© Benis Arapovic, 123RF.com
Tested: Autoconfiguring IPv6 clients
Detention
The routing and addressing problem is nothing new in the IPv4 world. Version 6 of the Internet Protocol (IP), which is no spring chicken itself, was designed to help. This article investigates whether IPv6 can provide a full-fledged alternative to IPv4 on today's networks. Despite my initial euphoria, reality hit me hard during my testing sessions and turned this article into a report about my own experiments on an IPv6-only network.
The Theory
The method a computer on an IPv6 network uses is described in theory by the Internet Engineering Task Force (IETF). RFC 4861 [1] specifies the Neighbor Discovery Protocol (NDP), which replaces the Address Resolution Protocol (ARP) among other things. It is responsible for mapping MAC addresses to IP addresses but also discovers the router responsible for addresses on other networks and optionally distributes address prefixes for the local network.

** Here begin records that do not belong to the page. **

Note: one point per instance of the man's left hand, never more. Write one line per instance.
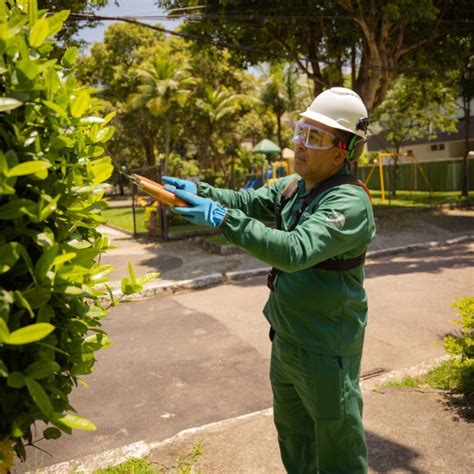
(201, 211)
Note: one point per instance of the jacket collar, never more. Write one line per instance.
(301, 187)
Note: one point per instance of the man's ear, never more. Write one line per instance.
(340, 156)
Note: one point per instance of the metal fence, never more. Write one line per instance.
(441, 176)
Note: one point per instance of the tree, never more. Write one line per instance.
(373, 39)
(52, 286)
(111, 67)
(413, 110)
(218, 108)
(279, 92)
(165, 87)
(66, 35)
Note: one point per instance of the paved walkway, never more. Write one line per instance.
(408, 431)
(185, 259)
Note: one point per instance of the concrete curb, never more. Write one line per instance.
(170, 287)
(142, 449)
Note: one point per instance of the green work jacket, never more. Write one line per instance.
(319, 310)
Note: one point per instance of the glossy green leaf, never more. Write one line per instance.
(69, 57)
(80, 105)
(8, 103)
(39, 33)
(32, 11)
(3, 369)
(28, 334)
(45, 314)
(27, 69)
(19, 425)
(22, 302)
(16, 380)
(56, 21)
(105, 134)
(76, 422)
(4, 332)
(17, 208)
(51, 433)
(100, 169)
(9, 255)
(46, 211)
(45, 262)
(64, 257)
(29, 167)
(45, 238)
(37, 296)
(39, 396)
(42, 369)
(56, 108)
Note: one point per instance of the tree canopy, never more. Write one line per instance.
(372, 41)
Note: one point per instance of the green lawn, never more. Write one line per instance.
(123, 218)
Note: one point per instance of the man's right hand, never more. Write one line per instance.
(177, 183)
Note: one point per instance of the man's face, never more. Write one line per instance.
(315, 166)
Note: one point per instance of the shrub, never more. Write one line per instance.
(52, 166)
(459, 372)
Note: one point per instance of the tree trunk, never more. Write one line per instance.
(163, 172)
(394, 180)
(148, 147)
(465, 168)
(279, 131)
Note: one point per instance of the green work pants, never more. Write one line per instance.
(317, 405)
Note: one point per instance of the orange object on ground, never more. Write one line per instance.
(157, 191)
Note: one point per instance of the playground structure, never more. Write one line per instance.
(378, 163)
(271, 170)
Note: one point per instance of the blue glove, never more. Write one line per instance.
(183, 184)
(202, 211)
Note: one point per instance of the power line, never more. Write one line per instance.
(224, 44)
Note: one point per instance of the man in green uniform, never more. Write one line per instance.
(317, 306)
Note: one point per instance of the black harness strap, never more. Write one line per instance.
(287, 194)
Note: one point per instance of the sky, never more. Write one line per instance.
(125, 8)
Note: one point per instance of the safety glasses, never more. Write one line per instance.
(314, 137)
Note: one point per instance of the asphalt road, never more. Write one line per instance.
(190, 359)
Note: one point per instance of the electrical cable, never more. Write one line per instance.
(225, 44)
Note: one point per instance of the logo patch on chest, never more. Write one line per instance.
(336, 220)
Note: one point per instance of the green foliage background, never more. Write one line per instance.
(52, 164)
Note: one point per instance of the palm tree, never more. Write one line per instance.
(165, 86)
(219, 108)
(279, 92)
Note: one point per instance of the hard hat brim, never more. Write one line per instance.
(329, 122)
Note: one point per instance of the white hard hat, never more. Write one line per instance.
(339, 108)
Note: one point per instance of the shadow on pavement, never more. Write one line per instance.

The sequence is as follows:
- When the interface is enabled, a Router Solicitation Request is sent to the multicast address
ff02::2(all routers on the local LAN segment.) All IPv6 routers on the network reply with a Router Advertisement. - Depending on the flags in the advertisement, the client either automatically configures an IP address in the prefix it receives using the MAC address in EUI64 format (see the "Creating Addresses with EUI64" box) or in the anonymizing temporary version [2]. The flag for this is
AdvAutonomous. - If the
AdvManagedFlagis set, the "administered protocol" is additionally used for autoconfiguration – this means DHCPv6. If both flags are set, the client uses DHCP to retrieve an address and assigns the automatically configured address to itself.